En el número de especies del mundo animal que han transitado en sus
granos de tierra. Pero Fausto, interrumpió mis pensamientos para decir, dale
fuego. Tome de su mano lo que me daba y lo felicité porque estaba bien hecho. Pulcro
y exacto en su forma. Está listo –pensé- para envolverse en las llamas. Para
crear diluvios delirantes. Observé con
sobriedad al pequeño volcán de cosas formado por: Fotografías de las ex novias
de Fausto, cartas breves de amor, libros obsequiados con motivo de los
aniversarios de sus relaciones amorosas y ropas íntimas que él se apropiaba al
finalizar el coito con la convicción de recordarlas y así masturbarse por ellas cuando su relación
amorosa se consumara.
Tome el ancho trozo de madera que de altura medía
aproximadamente quince centímetros. Envuelto en su parte superior por los
retazos de una vieja camisa cubierta de gasolina. Observé a través de la
inmensa soledad nocturna al bosque donde nos encontrábamos. Presioné el
interruptor del encendedor y su pequeña
llama basto para terminar con el silencio del bosque. La llama se pronunció
agravante ante la oscuridad natural. El trozo de madera se unificó al fuego. Y
entonces lo lancé a ese volcán de cosas
que en la memoria solo eran recuerdos de años pardos. Fausto sin
observar al fuego encendió un malboro
rojo y no dijo nada.
El ejercicio de combustión se acrecentaba así que Fausto se
acerco para arrogar luego el filtro de su cigarro terminado. Observó al fuego
como quien observa la nostalgia de un horizonte interminable. Sus retinas se
laceraban con ternura. La sombra que surgía
de su cuerpo por la iluminación de las llamas encorvaba. Por dentro sus
órganos retorcían con ansiedad sus rabias y soledades. A veces – dijo de pronto
– el fuego administra los silencios más inútiles para el ser humano a través de
sus llamas. Trasmutando la simbología de sus vacíos en palabras de resistencia.

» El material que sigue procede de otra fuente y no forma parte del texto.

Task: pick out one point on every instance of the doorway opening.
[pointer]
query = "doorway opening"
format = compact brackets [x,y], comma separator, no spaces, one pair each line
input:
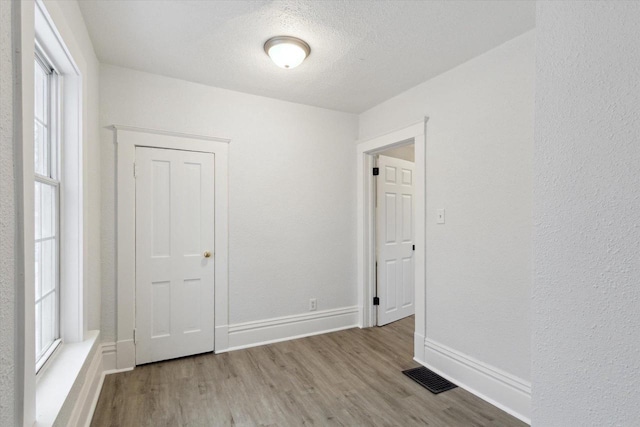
[368,151]
[394,225]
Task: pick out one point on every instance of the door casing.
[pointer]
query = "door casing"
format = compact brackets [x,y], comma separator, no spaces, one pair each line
[127,138]
[366,249]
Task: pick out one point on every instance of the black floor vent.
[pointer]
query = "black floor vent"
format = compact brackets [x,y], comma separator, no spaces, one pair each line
[429,380]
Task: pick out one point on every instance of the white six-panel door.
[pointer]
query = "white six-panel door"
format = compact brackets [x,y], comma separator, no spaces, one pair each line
[174,253]
[394,239]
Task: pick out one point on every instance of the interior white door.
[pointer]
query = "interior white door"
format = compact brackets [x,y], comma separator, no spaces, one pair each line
[394,239]
[174,253]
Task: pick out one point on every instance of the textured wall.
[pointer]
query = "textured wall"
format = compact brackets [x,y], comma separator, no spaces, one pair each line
[586,294]
[291,190]
[479,167]
[7,220]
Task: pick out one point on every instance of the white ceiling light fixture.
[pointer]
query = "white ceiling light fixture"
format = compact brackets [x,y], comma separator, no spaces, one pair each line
[287,52]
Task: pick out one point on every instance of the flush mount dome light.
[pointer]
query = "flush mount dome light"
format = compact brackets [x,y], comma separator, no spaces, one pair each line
[287,52]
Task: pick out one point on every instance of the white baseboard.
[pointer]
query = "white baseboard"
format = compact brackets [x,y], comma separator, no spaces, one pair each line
[252,334]
[88,397]
[103,363]
[418,346]
[501,389]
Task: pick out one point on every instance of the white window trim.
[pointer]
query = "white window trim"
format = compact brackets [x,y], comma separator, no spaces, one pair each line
[54,136]
[41,401]
[50,43]
[127,139]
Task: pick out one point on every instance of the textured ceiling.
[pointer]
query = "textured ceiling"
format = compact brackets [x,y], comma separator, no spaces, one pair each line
[362,52]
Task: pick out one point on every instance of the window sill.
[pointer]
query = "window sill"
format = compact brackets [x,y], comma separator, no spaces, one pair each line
[56,381]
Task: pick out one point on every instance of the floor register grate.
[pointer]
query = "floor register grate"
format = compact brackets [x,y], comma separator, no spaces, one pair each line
[429,380]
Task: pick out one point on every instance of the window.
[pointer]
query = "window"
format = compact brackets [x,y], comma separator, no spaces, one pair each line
[47,210]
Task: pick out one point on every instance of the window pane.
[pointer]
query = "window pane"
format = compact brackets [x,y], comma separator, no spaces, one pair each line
[37,205]
[48,212]
[40,149]
[48,320]
[48,266]
[38,330]
[38,271]
[41,92]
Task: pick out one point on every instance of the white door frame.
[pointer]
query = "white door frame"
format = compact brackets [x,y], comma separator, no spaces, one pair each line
[127,138]
[366,149]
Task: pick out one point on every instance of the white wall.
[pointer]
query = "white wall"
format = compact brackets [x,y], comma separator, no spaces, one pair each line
[291,190]
[586,294]
[479,168]
[8,225]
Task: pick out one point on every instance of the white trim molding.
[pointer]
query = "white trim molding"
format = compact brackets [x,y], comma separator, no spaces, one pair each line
[261,332]
[127,138]
[501,389]
[102,364]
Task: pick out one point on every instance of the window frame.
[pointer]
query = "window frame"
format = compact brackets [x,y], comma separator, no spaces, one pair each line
[54,180]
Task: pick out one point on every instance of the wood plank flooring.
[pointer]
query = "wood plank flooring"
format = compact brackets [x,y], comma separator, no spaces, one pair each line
[347,378]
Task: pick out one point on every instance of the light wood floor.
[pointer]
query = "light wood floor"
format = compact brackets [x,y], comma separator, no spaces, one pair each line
[347,378]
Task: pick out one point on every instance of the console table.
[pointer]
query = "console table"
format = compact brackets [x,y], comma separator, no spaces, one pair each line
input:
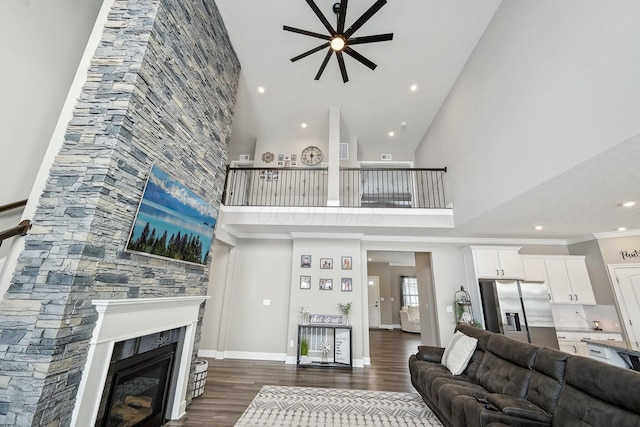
[338,338]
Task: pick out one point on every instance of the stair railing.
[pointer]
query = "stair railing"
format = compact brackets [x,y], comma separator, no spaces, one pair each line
[19,230]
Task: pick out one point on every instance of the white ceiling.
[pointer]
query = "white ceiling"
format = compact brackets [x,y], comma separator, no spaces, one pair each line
[433,40]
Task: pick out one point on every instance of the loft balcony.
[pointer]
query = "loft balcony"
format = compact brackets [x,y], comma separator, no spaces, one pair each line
[356,187]
[390,201]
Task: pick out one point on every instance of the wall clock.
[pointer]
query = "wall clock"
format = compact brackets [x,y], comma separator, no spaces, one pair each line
[268,157]
[311,156]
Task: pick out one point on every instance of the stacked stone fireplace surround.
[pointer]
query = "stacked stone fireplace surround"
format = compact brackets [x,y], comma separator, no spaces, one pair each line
[161,89]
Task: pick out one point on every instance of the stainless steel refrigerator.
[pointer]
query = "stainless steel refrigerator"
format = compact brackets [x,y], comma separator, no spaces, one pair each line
[519,310]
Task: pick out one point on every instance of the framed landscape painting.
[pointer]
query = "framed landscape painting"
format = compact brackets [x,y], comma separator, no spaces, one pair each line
[172,221]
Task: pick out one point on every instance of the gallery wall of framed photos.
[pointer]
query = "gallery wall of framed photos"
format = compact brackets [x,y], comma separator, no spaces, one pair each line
[330,274]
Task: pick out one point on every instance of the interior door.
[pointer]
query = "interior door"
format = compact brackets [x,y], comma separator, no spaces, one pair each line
[373,290]
[626,283]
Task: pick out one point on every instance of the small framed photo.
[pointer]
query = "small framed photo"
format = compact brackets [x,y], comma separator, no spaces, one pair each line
[326,263]
[326,284]
[305,282]
[305,261]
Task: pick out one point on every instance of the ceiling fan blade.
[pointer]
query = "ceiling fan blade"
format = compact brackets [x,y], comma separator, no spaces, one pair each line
[321,16]
[365,17]
[305,32]
[343,68]
[342,14]
[324,64]
[359,57]
[371,39]
[309,52]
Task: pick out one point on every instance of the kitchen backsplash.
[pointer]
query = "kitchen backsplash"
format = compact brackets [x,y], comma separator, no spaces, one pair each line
[574,316]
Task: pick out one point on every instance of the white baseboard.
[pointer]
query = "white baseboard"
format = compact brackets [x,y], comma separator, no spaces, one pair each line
[249,355]
[211,354]
[273,357]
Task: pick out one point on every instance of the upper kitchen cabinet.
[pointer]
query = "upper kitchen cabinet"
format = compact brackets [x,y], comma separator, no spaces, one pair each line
[569,280]
[497,262]
[534,268]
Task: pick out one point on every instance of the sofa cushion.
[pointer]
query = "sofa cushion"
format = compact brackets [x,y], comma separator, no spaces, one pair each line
[458,352]
[516,407]
[501,376]
[597,394]
[547,379]
[430,354]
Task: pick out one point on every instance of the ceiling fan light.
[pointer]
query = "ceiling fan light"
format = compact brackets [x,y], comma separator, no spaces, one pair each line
[337,43]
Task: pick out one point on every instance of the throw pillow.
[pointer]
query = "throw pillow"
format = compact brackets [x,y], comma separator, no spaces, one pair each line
[458,352]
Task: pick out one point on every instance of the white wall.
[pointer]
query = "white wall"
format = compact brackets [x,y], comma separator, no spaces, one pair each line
[326,301]
[214,322]
[43,42]
[555,81]
[261,271]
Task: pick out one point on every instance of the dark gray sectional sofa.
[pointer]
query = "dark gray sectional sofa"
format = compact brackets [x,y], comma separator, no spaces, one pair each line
[512,383]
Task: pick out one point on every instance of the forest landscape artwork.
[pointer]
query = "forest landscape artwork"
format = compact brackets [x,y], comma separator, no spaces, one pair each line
[172,221]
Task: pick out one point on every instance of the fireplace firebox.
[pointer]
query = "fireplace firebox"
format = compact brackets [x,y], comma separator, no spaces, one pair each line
[139,381]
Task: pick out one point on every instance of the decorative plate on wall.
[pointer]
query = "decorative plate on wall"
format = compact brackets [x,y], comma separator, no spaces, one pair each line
[311,156]
[268,157]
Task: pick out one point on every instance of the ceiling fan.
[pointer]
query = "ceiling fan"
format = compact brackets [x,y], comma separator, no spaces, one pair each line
[339,40]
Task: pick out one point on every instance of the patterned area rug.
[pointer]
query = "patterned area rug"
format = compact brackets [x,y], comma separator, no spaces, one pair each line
[331,407]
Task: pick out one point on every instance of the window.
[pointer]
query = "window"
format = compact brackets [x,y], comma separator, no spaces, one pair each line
[409,291]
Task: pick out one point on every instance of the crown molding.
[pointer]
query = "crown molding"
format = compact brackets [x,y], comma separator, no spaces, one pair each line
[617,234]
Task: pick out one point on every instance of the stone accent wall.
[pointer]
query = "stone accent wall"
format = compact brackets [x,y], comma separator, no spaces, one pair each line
[161,89]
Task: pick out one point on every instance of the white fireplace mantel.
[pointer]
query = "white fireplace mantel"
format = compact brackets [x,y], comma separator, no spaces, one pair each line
[123,319]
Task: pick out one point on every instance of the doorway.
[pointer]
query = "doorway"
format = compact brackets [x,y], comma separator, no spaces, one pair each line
[626,286]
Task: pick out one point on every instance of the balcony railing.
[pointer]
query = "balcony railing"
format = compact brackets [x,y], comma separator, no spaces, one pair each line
[366,187]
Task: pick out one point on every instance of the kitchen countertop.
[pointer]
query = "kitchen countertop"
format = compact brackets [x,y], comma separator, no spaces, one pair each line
[629,356]
[616,345]
[586,330]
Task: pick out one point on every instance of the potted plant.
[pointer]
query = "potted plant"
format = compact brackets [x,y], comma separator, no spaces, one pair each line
[345,309]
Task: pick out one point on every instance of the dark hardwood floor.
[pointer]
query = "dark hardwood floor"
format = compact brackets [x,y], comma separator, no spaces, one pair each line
[232,384]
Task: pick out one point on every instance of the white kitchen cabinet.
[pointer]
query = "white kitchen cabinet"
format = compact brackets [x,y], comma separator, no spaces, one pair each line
[580,282]
[534,268]
[569,280]
[497,262]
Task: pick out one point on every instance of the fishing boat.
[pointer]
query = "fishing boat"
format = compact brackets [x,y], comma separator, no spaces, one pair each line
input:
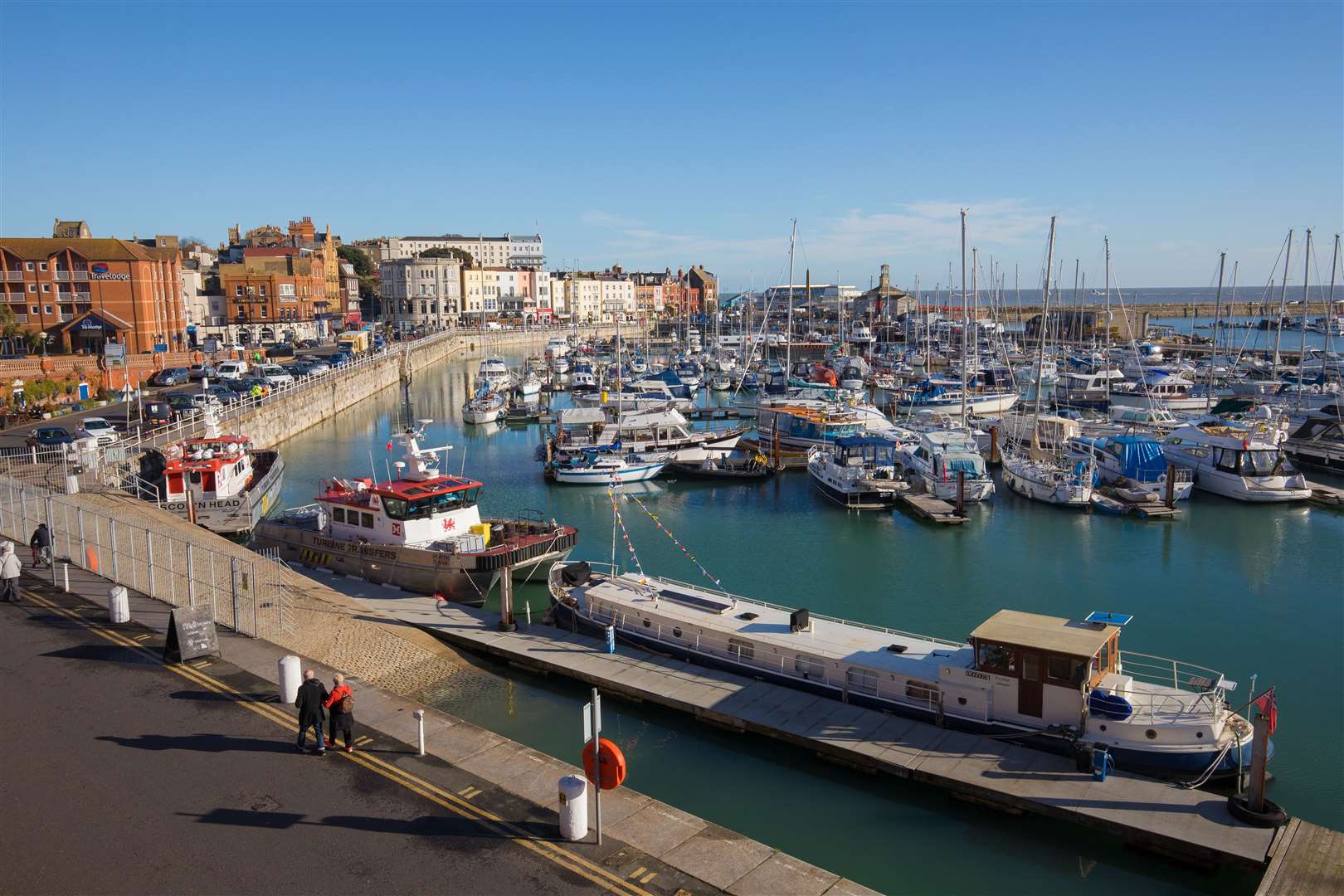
[1133,462]
[947,462]
[218,481]
[1320,440]
[1051,683]
[485,407]
[604,468]
[421,531]
[858,472]
[738,464]
[1241,462]
[802,425]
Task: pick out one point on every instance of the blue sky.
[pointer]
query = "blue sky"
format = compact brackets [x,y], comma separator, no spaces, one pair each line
[657,136]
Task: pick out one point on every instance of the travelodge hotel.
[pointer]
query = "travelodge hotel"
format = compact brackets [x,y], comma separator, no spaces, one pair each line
[84,292]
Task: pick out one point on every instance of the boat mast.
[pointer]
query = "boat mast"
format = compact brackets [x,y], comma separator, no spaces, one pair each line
[788,343]
[965,327]
[1218,310]
[1329,305]
[1301,351]
[1283,304]
[1107,360]
[1045,317]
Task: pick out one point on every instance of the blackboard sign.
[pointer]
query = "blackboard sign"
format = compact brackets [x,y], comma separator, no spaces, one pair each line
[191,633]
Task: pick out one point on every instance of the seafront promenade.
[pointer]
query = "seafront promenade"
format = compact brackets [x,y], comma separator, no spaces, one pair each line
[207,743]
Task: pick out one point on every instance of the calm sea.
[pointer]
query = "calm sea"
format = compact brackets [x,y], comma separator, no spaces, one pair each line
[1246,590]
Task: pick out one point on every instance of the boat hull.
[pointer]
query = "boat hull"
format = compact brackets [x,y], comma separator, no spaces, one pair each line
[465,578]
[1185,765]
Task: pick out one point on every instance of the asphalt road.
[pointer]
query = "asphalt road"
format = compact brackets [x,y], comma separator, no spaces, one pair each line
[123,777]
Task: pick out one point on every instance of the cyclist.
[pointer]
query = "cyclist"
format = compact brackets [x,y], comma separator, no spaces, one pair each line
[41,544]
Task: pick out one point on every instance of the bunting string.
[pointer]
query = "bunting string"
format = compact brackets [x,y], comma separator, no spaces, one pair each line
[668,533]
[626,536]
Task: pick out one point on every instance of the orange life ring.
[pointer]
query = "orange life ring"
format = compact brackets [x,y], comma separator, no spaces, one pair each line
[613,763]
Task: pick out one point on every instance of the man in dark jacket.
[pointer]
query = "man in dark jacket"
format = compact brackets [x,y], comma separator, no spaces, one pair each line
[311,698]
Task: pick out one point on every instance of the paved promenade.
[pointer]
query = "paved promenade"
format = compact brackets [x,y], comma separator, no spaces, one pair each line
[206,744]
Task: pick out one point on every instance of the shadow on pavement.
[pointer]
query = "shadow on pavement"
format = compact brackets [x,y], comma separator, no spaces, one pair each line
[202,743]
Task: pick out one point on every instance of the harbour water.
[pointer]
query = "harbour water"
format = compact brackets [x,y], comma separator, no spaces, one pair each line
[1246,590]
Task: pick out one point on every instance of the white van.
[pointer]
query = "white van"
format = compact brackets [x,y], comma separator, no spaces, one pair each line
[231,370]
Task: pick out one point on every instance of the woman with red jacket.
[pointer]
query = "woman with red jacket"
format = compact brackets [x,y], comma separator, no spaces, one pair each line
[342,720]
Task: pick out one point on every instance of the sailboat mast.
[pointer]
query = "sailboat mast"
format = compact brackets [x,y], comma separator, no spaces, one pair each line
[788,343]
[1045,319]
[1283,304]
[1301,351]
[1107,360]
[965,327]
[1218,309]
[1329,305]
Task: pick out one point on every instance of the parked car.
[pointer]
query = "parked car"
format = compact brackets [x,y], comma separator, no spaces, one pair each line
[99,429]
[247,383]
[49,437]
[169,377]
[158,412]
[231,370]
[275,373]
[223,394]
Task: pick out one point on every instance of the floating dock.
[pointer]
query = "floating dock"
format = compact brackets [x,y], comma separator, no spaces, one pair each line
[1192,825]
[933,509]
[1308,859]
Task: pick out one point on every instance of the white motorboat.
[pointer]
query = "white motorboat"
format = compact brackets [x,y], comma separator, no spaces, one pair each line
[947,462]
[604,468]
[1051,683]
[1242,462]
[485,407]
[858,472]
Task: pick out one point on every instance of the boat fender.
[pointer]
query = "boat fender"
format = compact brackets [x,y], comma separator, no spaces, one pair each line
[1270,816]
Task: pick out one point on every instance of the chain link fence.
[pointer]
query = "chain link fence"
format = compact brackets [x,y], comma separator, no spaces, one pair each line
[247,594]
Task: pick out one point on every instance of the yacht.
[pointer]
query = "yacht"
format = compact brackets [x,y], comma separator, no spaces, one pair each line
[856,472]
[1051,683]
[218,481]
[1157,388]
[947,461]
[1242,462]
[1133,462]
[494,373]
[1320,440]
[421,531]
[485,407]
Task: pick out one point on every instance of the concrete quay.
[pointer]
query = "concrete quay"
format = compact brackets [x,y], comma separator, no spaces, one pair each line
[641,835]
[1191,825]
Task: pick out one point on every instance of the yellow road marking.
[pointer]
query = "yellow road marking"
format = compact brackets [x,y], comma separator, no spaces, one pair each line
[407,779]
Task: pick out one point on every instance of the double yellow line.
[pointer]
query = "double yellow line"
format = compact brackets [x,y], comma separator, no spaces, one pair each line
[459,806]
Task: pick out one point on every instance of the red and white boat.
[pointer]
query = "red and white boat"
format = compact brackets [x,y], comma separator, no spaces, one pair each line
[421,531]
[218,481]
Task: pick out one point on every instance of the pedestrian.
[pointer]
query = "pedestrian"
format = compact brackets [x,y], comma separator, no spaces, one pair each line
[41,544]
[311,699]
[342,703]
[10,567]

Palabras que cumplen con la función de domesticar lo hiriente de una conmoción
circunstancial. Los seres humanos – decía – comúnmente buscan llegar al olvido
cuando su memoria sufre la reiteración del pasado. Porque el pasado es el término que define el dominio
de la emoción sobre la carne. Pero al olvido le merecen solo quienes han
comulgado del dolor ejercido por el fuego. Las partículas de los objetos que
pertenecían a Fausto se convertían en puntos negros, un pequeño vaho tomaba forma
de nube mientras el fogarón disminuía. Observó por último la geometría espacial
que se adentraba por las copas de los árboles. Es hora de irse, puntualizo. Le obedecí y caminamos cuesta arriba. Al
llegar a la cima, encendió un cigarro y dijo -olvidé algo, volveré a bajar. No
especifico qué ni yo tampoco pregunté. Esta bien, contesté y nos despedimos sin
más. La luz del alumbrado público repartía nostalgia al iluminar la soledad de
la calle. Una campana que colgaba de algún lugar hacía eco cuando el viento la
soplaba. Los adornos navideños de las casas tambaleaban sobre su lugar de
colocación. Y mientras caminaba de regreso a casa un frío casi maldito se
apoderaba de mi textura ósea. Al llegar a la esquina de la avenida observé de
reojo al bosque donde me encontraba con Fausto. Y fue entonces una llama la que
atrajo mi atención. Volteé el rostro por completo. Y un cuerpo envuelto en
fuego caminaba sobre la oscuridad del bosque. Supe de inmediato que aquel
cuerpo pertenecía a Fausto. Que sus entrañas contaminadas por el pasado se
purificaban a través del fuego. Su cuerpo impávido descendía hacia el barranco.
En el ritual del druidismo de la cultura Celta
cremaban a los muertos, recordé. Fausto se consideraba así mismo un muerto
ambulante en la tierra. Y solo el fuego le daría el derecho irrenunciable a la
libertad. La gran llama disminuyo. El cuerpo se detuvo sin dolor por las
quemaduras. Fausto encontró al silencio de mis ojos que observaba lo que
sucedía. Entonces me observó, emitió una
sonrisa sardónica y continúo caminando.
La época navideña terminó y de Fausto no supe más.